Nordic Nanovector bags $60M for Rituxan combo phase 2

Nordic Nanovector has raised NOK 499 million ($60 million) in an oversubscribed private placement. The cash injection will enable Nanovector to test its CD37-targeting antibody-radionuclide conjugate (ARC) in combination with rituximab, better known as Roche’s cancer powerhouse Rituxan.

Oslo, Norway-based Nanovector regards the combination as a potential second-line treatment for follicular lymphoma, a type of non-Hodgkin lymphoma (NHL). And, with investors quick to snap up shares this week, it now has the financial firepower to put the theory to the test in a phase 2 study.

Nanovector is advancing into phase 2 on the strength of clinical data on its candidate, Betalutin, as a monotherapy and preclinical evidence of its effectiveness in combination with rituximab.

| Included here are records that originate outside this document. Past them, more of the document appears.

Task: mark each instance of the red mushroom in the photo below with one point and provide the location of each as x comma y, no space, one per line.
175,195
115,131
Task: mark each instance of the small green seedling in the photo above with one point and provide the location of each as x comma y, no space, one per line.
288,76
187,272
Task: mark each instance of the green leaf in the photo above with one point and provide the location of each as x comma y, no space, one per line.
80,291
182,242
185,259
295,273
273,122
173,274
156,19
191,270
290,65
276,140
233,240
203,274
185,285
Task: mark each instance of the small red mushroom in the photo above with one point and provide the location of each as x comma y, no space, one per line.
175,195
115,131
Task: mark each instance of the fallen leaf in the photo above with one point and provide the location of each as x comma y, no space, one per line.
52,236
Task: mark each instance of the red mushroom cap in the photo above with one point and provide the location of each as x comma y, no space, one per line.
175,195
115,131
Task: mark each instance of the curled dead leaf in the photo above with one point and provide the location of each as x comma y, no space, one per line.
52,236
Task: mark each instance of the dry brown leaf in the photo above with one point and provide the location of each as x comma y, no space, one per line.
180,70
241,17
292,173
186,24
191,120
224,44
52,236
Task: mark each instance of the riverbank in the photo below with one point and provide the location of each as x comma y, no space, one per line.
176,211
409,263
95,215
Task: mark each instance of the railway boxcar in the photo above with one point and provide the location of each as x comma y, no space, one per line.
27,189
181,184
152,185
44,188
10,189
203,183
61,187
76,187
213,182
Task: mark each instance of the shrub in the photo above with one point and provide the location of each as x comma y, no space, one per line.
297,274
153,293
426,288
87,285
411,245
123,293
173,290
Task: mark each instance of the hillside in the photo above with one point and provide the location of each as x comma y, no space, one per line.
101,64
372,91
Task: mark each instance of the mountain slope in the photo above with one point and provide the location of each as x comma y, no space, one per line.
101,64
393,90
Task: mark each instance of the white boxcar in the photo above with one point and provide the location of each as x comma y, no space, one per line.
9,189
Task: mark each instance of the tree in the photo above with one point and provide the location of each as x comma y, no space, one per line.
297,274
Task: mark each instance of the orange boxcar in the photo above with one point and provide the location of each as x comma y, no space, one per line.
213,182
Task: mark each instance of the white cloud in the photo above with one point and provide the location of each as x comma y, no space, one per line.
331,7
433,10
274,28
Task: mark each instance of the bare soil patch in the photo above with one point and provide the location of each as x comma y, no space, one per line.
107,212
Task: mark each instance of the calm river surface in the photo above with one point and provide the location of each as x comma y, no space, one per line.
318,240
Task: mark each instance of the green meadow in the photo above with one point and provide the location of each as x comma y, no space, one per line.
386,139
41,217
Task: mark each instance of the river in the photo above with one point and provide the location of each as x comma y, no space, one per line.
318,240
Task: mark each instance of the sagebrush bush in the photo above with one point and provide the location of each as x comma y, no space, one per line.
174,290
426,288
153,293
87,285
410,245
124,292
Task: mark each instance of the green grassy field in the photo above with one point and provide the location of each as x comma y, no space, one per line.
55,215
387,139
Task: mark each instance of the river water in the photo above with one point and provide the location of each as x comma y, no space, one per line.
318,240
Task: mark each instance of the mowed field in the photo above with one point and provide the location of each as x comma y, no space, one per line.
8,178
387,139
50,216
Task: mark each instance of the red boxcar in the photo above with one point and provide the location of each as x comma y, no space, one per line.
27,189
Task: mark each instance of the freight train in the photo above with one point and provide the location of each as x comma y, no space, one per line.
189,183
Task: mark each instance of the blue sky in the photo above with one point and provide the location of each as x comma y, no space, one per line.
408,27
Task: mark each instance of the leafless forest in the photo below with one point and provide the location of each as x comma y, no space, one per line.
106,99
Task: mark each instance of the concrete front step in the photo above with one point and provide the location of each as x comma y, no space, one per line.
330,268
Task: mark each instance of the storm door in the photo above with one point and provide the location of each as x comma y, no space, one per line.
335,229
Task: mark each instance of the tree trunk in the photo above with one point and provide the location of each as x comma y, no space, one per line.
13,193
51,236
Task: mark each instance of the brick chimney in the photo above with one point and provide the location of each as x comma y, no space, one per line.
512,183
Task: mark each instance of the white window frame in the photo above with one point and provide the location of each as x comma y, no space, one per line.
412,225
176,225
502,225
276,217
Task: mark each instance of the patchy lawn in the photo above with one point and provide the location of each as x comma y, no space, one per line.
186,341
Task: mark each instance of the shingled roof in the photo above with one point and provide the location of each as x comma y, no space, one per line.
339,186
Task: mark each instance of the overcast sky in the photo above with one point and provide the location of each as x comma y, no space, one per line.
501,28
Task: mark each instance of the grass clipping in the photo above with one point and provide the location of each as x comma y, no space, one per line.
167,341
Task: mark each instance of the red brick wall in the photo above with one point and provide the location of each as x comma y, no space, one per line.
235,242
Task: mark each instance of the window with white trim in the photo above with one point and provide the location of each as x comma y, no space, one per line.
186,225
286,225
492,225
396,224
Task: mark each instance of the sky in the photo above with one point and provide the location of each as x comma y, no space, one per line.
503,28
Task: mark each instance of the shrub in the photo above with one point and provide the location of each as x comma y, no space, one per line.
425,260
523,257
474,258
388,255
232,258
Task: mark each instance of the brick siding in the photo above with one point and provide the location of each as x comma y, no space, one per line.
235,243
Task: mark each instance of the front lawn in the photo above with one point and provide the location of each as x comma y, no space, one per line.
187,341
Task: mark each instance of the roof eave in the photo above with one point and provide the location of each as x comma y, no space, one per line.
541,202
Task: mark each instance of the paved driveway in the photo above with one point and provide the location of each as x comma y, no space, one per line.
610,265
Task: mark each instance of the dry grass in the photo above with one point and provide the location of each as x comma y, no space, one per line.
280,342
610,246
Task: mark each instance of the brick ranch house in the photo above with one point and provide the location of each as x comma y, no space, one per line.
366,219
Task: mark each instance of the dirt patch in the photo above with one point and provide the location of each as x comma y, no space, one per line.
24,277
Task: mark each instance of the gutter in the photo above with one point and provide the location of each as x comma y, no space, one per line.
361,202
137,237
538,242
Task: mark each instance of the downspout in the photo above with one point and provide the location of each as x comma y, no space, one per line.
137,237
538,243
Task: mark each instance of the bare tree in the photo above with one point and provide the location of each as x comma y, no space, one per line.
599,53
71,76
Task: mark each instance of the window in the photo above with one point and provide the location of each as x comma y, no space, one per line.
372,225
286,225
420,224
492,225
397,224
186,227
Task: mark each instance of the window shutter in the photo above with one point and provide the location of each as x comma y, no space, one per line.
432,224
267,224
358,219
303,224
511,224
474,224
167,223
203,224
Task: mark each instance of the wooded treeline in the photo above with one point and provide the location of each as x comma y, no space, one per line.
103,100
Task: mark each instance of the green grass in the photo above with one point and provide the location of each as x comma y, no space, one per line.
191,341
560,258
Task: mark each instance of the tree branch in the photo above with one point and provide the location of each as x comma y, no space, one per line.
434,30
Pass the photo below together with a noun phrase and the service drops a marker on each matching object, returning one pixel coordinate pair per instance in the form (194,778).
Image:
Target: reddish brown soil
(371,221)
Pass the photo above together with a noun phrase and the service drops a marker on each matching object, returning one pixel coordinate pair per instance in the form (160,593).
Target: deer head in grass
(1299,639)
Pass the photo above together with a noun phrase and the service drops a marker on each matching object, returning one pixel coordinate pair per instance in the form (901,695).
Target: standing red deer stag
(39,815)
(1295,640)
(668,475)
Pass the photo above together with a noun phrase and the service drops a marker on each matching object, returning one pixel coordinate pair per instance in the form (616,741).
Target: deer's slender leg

The firm presented both sorts of data at the 2016 American Society of Hematology Annual Meeting and Exposition in the days preceding the private placement.

The preclinical combination data suggest Betalutin can increase the uptake of rituximab into NHL tumors and its binding to NHL cells. If that carries through into the clinic and improves outcomes in patients, the combination with rituximab could enable rituximab to secure approval as a second-line treatment.

Third-line use as a monotherapy is the near-term focus. In the latest clinical data update, Betalutin delivered an overall response rate of 63%—and complete response rate of 29%—in the 35 heavily-pretreated NHL patients who were evaluable at the time. And data from the pre-dosed arm appeared to back up Nanovector’s belief this approach can prevent the safety issues that cropped up in an earlier version of the trial.

With the data encouraging Nanovector to advance the candidate into the next stage of development next year, the goal is to file for approval in third-line follicular lymphoma in the first half of 2019.

Nanovector has advanced this far fueled by the NOK 575 million it raised 20 months ago in one of the biggest biotech IPOs on a European exchange in 2015. The ARC specialist disappointed investors six months after the IPO by shunting back a planned regulatory filing for Betalutin from 2017 to 2019, but more assured progress since then has seen it regain the lost value and then some. In Oslo, the stock is up 250% since the IPO.

That stock surge has helped Nanovector put together a financing package that will fund advances on multiple fronts. While working on the Betalutin-Rituxan combo phase 2, Nanovector will also move its 177Lu-conjugated chimeric antibody anti-CD37 ARC into phase 1. Nanovector sees the anti-CD37 ARC as a potential first-line treatment for follicular lymphoma, giving it a pipeline that on paper can meet the needs of patients at multiple stages of disease progression.